Telle une prophétie, les craintes de l’acteur politique se sont avérées. Quelques mois après son accession à la Marina, Patrice Talon a fait exactement comme l’avait prédit Cyprien Koboudé. Une avalanche de « lois antisociales » avaient été éditées après l’investiture. S’en est suivi la triste « épisode de l’arrestation manquée de Sébastien Ajavon » qui, pourtant, s’étaient illustré des mois plus tôt comme le faiseur de roi, dont le concours a été précieux pour la victoire écrasante de Patrice Talon le 21 mars 2016. Suite à ces événements, Cyprien Koboudé a « décidé de s’éloigner » pour de bon en quittant « le territoire à l’époque », espérant que l’avenir lui « donnerait tort ». « Hélas, déplore-t-il, le constat que je fais aujourd’hui est encore plus catastrophique que ce que j’avais imaginé. Les fondamentaux de notre société ont été sacrifiés sur l’autel de la beauté des infrastructures. Oui, le pays est en chantier, le pays est beau, mais la majeure partie de la population a faim. Les actions du programme “Hautement social” manquent cruellement d’impact. Il est devenu difficile d’exprimer ses opinions sans crainte d’être inquiété ».
Plus acerbe, Cyprien Koboudé renchérit : « Ce que le Président Talon a le mieux réussi, c’est de réduire au silence les leaders politiques qui l’ont aidé à démanteler les partis pour accéder au pouvoir. Il a compris que pour sécuriser son régime, il devait neutraliser toute opposition potentielle. » Les faits lui ont donné raison sur toute la ligne. La politique de Patrice Talon a montré qu’il ne s’était nullement trompé en faisant ce break qui lui a valu tant d’inimitiés. Que faire à présent ?
« Il y a un temps pour tout »
Il y a un temps pour se replier sur soi et observer. Il y a un autre pour dire non. A en croire Cyprien Koboudé, l’heure a sonné pour que les agissements du gouvernement de Patrice Talon soient dénoncés véhément « Face à cette situation alarmante, que devons-nous faire ? Devons-nous continuer à nous taire face aux abus et aux dérives de ce régime, alors que notre quotidien devient de plus en plus difficile ? Devons-nous laisser notre unique pays être décimé par un régime qui sacrifie nos valeurs fondamentales ? », s’interroge-t-il avant d’inviter les citoyens béninois à le rejoindre pour une lutte efficace contre les dérives dictatoriales du pouvoir en place : « Je crois qu’il est temps de se lever à nouveau pour sauver ce qui peut l’être encore. Avec des amis et des camarades, nous avons décidé de nous engager à nouveau. Si, comme moi, vous pensez que notre pays est en péril, je vous invite à nous rejoindre pour structurer ensemble un nouvel avenir, où justice sociale, liberté d’expression et bien-être collectif ne sont plus des vains mots. »
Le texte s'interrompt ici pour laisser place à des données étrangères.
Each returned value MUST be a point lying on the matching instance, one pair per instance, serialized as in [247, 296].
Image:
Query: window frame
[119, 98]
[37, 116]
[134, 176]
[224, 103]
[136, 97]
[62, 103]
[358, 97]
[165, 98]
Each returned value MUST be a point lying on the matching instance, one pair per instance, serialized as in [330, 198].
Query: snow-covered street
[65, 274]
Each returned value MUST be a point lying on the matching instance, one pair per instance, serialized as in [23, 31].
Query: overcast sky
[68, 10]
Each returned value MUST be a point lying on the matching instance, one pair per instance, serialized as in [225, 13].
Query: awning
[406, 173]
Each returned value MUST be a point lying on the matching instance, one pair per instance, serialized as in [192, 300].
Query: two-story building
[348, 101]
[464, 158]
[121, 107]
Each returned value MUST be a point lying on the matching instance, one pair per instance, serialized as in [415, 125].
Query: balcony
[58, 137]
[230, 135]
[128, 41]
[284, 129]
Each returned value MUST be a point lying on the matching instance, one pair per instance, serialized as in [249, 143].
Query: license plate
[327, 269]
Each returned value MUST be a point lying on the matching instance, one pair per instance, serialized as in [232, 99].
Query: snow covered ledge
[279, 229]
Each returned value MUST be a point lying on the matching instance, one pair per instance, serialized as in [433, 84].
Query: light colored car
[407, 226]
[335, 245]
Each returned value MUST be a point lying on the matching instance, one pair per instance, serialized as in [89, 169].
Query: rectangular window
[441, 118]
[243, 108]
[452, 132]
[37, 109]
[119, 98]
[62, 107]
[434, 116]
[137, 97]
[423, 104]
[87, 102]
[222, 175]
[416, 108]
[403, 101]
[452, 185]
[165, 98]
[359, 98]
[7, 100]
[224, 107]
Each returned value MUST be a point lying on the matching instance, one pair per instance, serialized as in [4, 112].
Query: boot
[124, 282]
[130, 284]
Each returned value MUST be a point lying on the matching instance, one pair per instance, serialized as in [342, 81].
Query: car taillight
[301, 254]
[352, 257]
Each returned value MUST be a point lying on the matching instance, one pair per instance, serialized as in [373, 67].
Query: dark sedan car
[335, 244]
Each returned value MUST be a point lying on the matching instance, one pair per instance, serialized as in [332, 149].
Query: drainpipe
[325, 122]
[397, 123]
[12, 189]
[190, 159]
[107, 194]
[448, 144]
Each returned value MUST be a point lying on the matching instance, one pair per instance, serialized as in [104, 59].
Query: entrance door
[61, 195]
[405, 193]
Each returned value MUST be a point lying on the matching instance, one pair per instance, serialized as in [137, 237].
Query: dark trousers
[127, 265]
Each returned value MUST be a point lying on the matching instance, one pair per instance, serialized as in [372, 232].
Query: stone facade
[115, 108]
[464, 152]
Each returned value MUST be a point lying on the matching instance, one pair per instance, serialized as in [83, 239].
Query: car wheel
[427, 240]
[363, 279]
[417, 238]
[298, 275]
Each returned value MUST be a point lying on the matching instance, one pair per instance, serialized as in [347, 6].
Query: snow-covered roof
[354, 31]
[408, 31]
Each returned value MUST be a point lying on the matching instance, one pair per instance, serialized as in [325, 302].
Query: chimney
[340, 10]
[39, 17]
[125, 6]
Le manifeste de Cyprien Koboudé sonne comme une ode à la lutte pour la préservation des acquis démocratiques dont a hérité le président Patrice Talon et dont il semble à présent se foutre pour des intérêts égoïstes. L’acteur politique fustige l’altération des valeurs que s’est chèrement construites notre pays au fil des ans, des revendications et des sacrifices, depuis la conférence nationale des forces vives de la nation. Aussi, a-t-il lancé un appel vibrant à ceux qui, épris de justice et de bonne gouvernance, voudraient dire leur ras-le-bol face à toutes incertitudes générées par le gouvernement de Patrice Talon.